The Three Types of "Yes" in Negotiations
From purchasing new equipment to countering your child’s request to stay up another 20 minutes, everyone negotiates at some point. This series is designed to provide helpful tips and tricks to use and watch out for when negotiating. This week’s Gold Star Negotiations topic: Is "Yes" really the golden goose? See more articles in this series.
Commonly Perceived "Yes"
It has been almost an hour. At times this negotiation has been a little heated, but you start to feel your counterpart is giving in. Finally, you hear the magic word, “Yes.” Slam the table, shake their hands, and march straight out that door with your head held high and your phone blaring “We are the Champions.” You have the agreement you wanted and the world is yours. A week later you go to collect on the agreement and find your counterpart is negotiating again. They already said “Yes,” right? Well, the English language is complicated and yes might not be what you think it is. The book by Chris Voss, “Never Split the Difference,” reflects on three types of yes.
The Three Types of Yes
The most straightforward meaning to a yes is the one everyone assumes. This is the, “Yes, we have an agreement” version. Everyone, including me, wants to jump to this type of yes. It is a commitment. The problem with jumping to this conclusion is it ignores so much of the negotiation process. If you walk into a negotiation pushing and looking for yes, you are missing out on all the crucial details that would have led to the positive outcome.
Now let’s look at a more common use of yes. In the rural heart of America have you ever said "Yes" just to find out more? This imitation yes is a ploy to dig up more information. It might be that someone just wants to know how much to charge for their product. The problem with imitation yes is it does not end with a positive agreement.
The third yes is another common one.
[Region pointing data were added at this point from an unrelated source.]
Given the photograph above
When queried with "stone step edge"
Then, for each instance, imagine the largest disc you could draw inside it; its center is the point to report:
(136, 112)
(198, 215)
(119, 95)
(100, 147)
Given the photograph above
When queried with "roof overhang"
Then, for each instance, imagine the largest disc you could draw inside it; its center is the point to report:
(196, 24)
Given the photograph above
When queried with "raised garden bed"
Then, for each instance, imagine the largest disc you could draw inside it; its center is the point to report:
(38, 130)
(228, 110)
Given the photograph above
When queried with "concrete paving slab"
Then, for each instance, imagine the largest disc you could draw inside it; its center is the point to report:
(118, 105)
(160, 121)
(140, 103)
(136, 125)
Imagine you have been arguing back and forth over something for the past 30 minutes with a friend. Have you ever just started to agree and said yes to end the conversation? Did your friend change your mind or opinion? No, you kept your original opinion. The yes was just a way to end the conversation. This did not lead to a positive agreement.
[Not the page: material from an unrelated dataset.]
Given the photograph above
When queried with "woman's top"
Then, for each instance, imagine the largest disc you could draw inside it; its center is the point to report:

How to Get the Correct "Yes"
The dangers of just working for a "Yes" should be clear. The way to avoid a bad "yes" is, strangely enough, getting a “No.” Chris Voss along with Harvard’s Program on Negotiations, discusses the power of no. By giving the power of no to your counterpart, you essentially are putting them in a place of comfort. Nobody wants to feel like a prisoner, and that feeling is what will lead to a bad yes. Through “no,” deal-breaking issues can be discovered and explored, and new game-changing possibilities are found.
You could even start off a negotiation by telling the other side that at any time they can say no, and we will stop and listen to what does not work for you. So with that go out there and work for a no so that you can get a positive yes.